The evolution of endobronchial ultrasound usage in modern era

A GÜRÜN KAYA 1,2,, D DOĞAN 2
PMCID: PMC10795244  PMID: 37740633

Abstract

ABSTRACT

The evolution of endobronchial ultrasound usage in modern era

Over the past two decades, endobronchial ultrasound (EBUS) has become a crucial tool for diagnosing pulmonary diseases. The most common indication of EBUS usage is the diagnosis and staging of lung cancer. Additionally, there have been significant improvements in the application of convex probe EBUS in line with the increase in experience and knowledge about EBUS and the developments in medicine and technology. To enhance diagnostic accuracy and acquire larger tissue samples, techniques such as cryo-biopsy guided by endobronchial ultrasound (EBUS) and intranodal forceps biopsy have been developed. Additionally, elastography functionality has been integrated into the EBUS application to improve the assessment of targeted lesions. Moreover, its utilization for evaluating and sampling pulmonary vascular structures has expanded. It has also found applications in guiding intratumoral therapy, positioning fiducial markers, and facilitating the drainage of pleural or pericardial effusions. This review aims to provide an overview of the extended applications of convex probe EBUS beyond its conventional uses.

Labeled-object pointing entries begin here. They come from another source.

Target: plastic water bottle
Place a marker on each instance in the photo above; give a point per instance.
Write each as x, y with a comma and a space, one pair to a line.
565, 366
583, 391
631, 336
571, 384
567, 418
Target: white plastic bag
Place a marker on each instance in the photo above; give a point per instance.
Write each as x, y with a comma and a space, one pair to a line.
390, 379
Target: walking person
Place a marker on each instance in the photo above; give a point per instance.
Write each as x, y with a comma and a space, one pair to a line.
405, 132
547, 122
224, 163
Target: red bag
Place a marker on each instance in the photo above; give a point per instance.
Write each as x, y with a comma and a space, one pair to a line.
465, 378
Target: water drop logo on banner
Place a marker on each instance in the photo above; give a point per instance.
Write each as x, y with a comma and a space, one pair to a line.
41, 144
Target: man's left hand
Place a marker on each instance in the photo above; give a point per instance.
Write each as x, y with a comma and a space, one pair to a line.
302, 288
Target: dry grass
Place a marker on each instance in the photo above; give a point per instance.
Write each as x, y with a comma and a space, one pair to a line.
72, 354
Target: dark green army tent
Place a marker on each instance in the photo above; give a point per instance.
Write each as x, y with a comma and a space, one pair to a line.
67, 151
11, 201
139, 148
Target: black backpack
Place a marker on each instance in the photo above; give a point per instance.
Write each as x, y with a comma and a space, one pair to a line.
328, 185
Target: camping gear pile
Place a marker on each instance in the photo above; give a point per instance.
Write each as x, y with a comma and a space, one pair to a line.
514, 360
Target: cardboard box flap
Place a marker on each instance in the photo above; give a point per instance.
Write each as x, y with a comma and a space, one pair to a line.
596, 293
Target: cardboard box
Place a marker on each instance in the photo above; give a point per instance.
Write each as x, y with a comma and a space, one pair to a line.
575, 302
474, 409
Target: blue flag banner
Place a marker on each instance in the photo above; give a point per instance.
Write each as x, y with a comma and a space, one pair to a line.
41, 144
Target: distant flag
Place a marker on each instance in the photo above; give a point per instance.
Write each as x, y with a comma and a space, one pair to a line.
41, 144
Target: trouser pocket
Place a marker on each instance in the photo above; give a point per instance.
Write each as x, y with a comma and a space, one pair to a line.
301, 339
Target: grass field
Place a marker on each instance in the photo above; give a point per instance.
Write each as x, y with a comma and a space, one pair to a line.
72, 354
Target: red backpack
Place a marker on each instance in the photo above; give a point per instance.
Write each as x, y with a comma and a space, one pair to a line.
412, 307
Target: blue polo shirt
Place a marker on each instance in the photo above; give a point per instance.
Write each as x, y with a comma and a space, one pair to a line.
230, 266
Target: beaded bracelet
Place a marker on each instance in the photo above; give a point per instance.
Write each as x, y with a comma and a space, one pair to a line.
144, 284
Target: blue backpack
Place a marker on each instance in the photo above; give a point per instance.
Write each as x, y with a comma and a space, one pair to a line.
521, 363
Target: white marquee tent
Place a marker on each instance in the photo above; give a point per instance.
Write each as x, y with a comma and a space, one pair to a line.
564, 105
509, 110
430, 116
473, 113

Keywords: Endobronchial ultrasound, elastography, intranodal forceps biopsy, therapeutic application, convex probe ultrasound, cryobiopsy

The invention of the convex probe (CP) for endobronchial ultrasonography (EBUS) in 2002 marked a significant milestone in bronchoscopy. This technological advancement revolutionized the practice by enabling bronchoscopists to conduct real-time transbronchial needle aspiration (TBNA) procedures guided by EBUS. Over the last two decades, EBUS has undergone significant evolution and has emerged as a pivotal tool in the realm of pulmonary diseases. This technique allows bronchoscopists to visualize structures beyond the airways, including the airway wall, lung, and mediastinum, facilitating sample collection ( 1 , 2 ). Guidelines recommend EBUS as the primary approach for staging the mediastinum of lung cancer ( 3 , 4 ). Consistent with this, on a global scale, the primary applications of EBUS in general medical practice involve the identification of mediastinal and hilar lesions, as well as the staging of lymph nodes for lung cancer ( 5 ).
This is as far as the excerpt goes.